DOI: https://doi.org/10.1111/anu.12691

Interpretive Summary: Interpretive Summary Fishmeal has become more expensive and as a consequence is being reduced in aquaculture feeds. As histological and molecular analysis have shown, the use of feeds high in plant protein can have bad effects in fish and may even increase mortality. The main problem in rearing fish on feeds formulated with alternative proteins is that the precise nutrient requirement for different species is unknown as are the physiological effect of plant protein products. In this experiment fishmeal was replaced with two different plant proteins, either soybean or sunflower meal, and fed to arctic char. The effects of the ingredients were evaluated by monitoring fish growth, effects on intestinal health, and expression of immune factors. After the 12 week feeding trial no changes in growth were observed between the two diets, but intestinal damage occurred in fish fed soybean meal feed. Thus, sunflower meal can replace up to 25% of the fishmeal in char feed and does not cause the problems observed with soybean meal feed.

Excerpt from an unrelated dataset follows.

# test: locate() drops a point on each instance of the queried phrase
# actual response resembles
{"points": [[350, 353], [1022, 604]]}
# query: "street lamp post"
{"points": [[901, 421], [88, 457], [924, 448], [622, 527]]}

Technical Abstract: Effects of soybean meal and high protein sunflower meal on growth performance, feed utilization, gut health and gene expression in arctic charr (Salvelinus alpinus) at the grow-out stage Technical Abstract The effects of two plant ingredients [solvent-extracted soybean meal (SBM) and high protein sunflower meal (HPSFM)] and three inclusion levels (0%, practical diet containing 25% fish meal; 12.5%; and 25%) of these ingredients were investigated on the growth, feed utilization, gut histology and pro-inflammatory gene expression in the distal intestine of Arctic charr Salvelinus alpinus. Feeding experimental diets with increasing inclusion of SBM or HPSFM for 12 weeks resulted in no difference between SBM or HPSFM diets in body weight gain, growth rate, feed efficiency, feed intake, or pro-inflammatory mRNA expression with increasing dietary inclusion. Significant differences in quadratic contrasts for nitrogen deposition rate (NDR) and nitrogen retention efficiency (NRE, % intake) were observed, whereby HPSFM diets elicited the strongest positive response. Histological measurements of distal intestine simple fold lengths and widths revealed significantly linear differences between SBM- and HPSFM-fed fish. SBM resulted in notable reduction in both measurements with step-wise increases in dietary inclusion, and dietary HPSFM had no effect. Additionally, histological observations of individual villi indicate several, however not all classical symptoms of non-infectious subacute gastrointestinal enteritis in tanks fed SBM, many of which were not present in tanks fed HPSFM. The dietary HPSFM seems to be more adequate to replace fishmeal in Arctic charr diet than SBM, when fed at a level of up to 25% at the grow-out stage.